A variety of systems have been used in the past to place electrodes on the scalp for EEG recordings. The International Federation of Clinical Neurophysiology (IFCN) recommended a specific system of electrode placement that is known as the International 10-20 system. Specific measurements are made based on bony landmarks (i.e. nasion, inion, and preauricular points) to determine the placement of electrodes. From these landmarks, specific measurements are made and then 10% and 20% of a specified distance is used as the interelectrode interval (Fig. 6). This enables consistent replication over time between different clinics and laboratories.
The child’s preparation is minimal, and the experiment is well tolerated. The entire session lasts about 2–3 hours with the actual measurements lasting around 60 minutes, depending on the study. In some cases, we ask parents to bring the child sleep deprived by either skipping a nap or waking them up earlier in the morning, and let the child go to sleep in our facility once the preparation procedure is completed. For research studies, we never use sedation for the recordings.

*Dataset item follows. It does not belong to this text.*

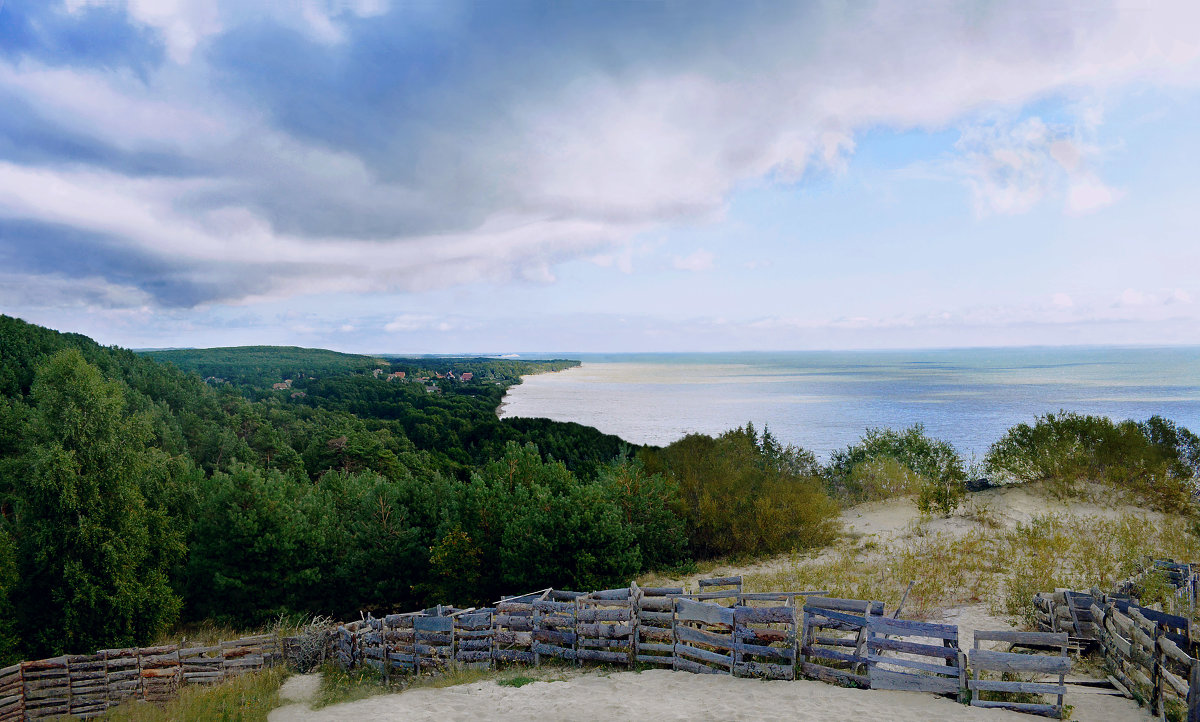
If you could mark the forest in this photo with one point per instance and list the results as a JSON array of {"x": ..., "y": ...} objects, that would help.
[{"x": 139, "y": 492}]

After completing the consent process, we measure the child’s head to identify the most suitable size HD-EEG cap that will be used for the recordings. The selected net is soaked into a conductive salt solution for 5 minutes to make the sponges that are attached to the electrodes conductive. Then, the HD-EEG net is placed on the child’s head. Our research team will then ensure that each electrode has good conductivity (Fig. 7). Additional electrodes may be placed on the child’s face and chest for recording electromyography (an electrical activity produced by muscle movements) and electrocardiography (electrical activity produced by the heart).
At the end of each recording, the co-registration procedure is performed. Co-registration is used to locate the relative position of child’s head with respect to the HD-EEG electrodes. A near-infrared spectroscopy tool is used to scan the locations of EEG electrodes around the child’s head (Fig. 8). The procedure lasts no more than 10 minutes and is quite enjoyable for the children. During this process, the child can watch their favorite movie, play a game on a tablet or watch the computer screen digitally re-create their head.